Eppure i piccoli segreti, i drammi sommersi nel profondo, le passioni contenute, le fuge incomprensibili, il destino ineluttabile, sono raccontati con una tale attenzione ai particolari e allo stesso tempo quasi solo pudicamente accennati, che si comprende quanto sia ricca di sfumature la lingua, ma sopratutto il magistero, di un autore che è un vero decrittatore dell’animo umano, di quel mondo interiore che anche la gente senza qualità porta dentro sé e che chiede solo di essere scoperto e raccontato.
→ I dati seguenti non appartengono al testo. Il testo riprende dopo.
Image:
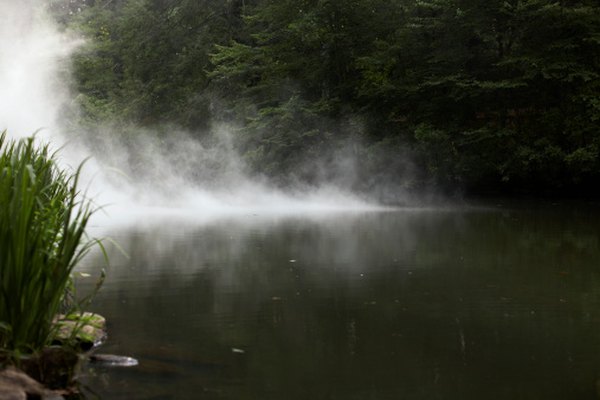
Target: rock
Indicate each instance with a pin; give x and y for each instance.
(88, 330)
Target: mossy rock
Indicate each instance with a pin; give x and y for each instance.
(84, 330)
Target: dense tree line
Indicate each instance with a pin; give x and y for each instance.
(494, 94)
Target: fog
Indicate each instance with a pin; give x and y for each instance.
(149, 175)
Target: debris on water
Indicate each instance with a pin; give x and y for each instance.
(114, 360)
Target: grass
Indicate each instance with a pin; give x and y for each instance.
(42, 238)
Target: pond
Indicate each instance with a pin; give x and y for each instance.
(490, 302)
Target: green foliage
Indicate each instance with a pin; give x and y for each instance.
(42, 223)
(145, 61)
(498, 93)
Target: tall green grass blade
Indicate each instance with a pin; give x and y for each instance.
(42, 238)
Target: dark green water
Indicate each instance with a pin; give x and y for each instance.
(481, 303)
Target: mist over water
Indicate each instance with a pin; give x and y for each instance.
(172, 174)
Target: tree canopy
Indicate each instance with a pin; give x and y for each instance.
(501, 95)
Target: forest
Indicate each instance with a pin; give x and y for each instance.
(490, 96)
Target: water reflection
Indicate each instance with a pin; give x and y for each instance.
(499, 303)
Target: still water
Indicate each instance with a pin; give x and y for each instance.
(494, 302)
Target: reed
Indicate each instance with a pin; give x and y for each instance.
(42, 238)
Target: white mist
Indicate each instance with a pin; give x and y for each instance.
(33, 91)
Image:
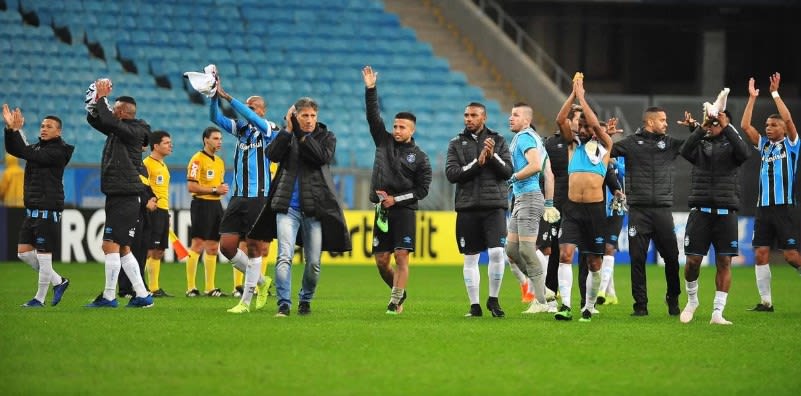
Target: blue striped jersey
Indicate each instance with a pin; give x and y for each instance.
(777, 171)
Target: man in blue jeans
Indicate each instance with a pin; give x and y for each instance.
(302, 198)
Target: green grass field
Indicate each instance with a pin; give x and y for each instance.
(348, 346)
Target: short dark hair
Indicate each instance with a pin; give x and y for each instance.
(209, 130)
(156, 137)
(405, 115)
(54, 118)
(126, 99)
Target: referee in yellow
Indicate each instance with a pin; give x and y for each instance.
(159, 219)
(204, 176)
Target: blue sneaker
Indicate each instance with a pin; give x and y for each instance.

[pubblicato su Cooperazione n. 4 del 26 gennaio 2010]
Qui non è che ti sei ammazzato di lavoro, Gianni.
France’, sei il solito ingrato! ;-)
Il fascino dei libri di William Trevor sta proprio nella lingua con cui sono raccontati i destini, i drammi e le vite semplici dei personaggi, oltre che nella ricchezza dei dettagli descritti con quello stile così asciutto e preciso in cui Trevor è un grande maestro. Grande nei romanzi, ma ancor più nei tanti racconti brevi, capolavori di sintesi, e straordinario nel riuscire a sorprendere, ma sempre con grande semplicità. Forse questa sua recensione è un po’ troppo riduttiva e non rende del tutto giustizia a questo autore e alla sua opera.
Laura Pignatti, traduttrice di Trevor
Mi pare, Laura, che diciamo la stessa cosa. Se qualcuno, per queste mie note (2000 battute, non un saggio approfondito), avrà voglia di leggere Trevor non potrà che rendermi felice.
Grazie Biondillo; grazie a lei e a un suo intervento su Nazione Indiana ho conosciuto la magnifica Alice Munro. Adesso mi ha regalato la conoscenza di William Trevor, che sto leggendo in questi giorni. E’ incantevole e magicamente è quello di cui avevo bisogno. I due tra l’altro si somigliano tantissimo.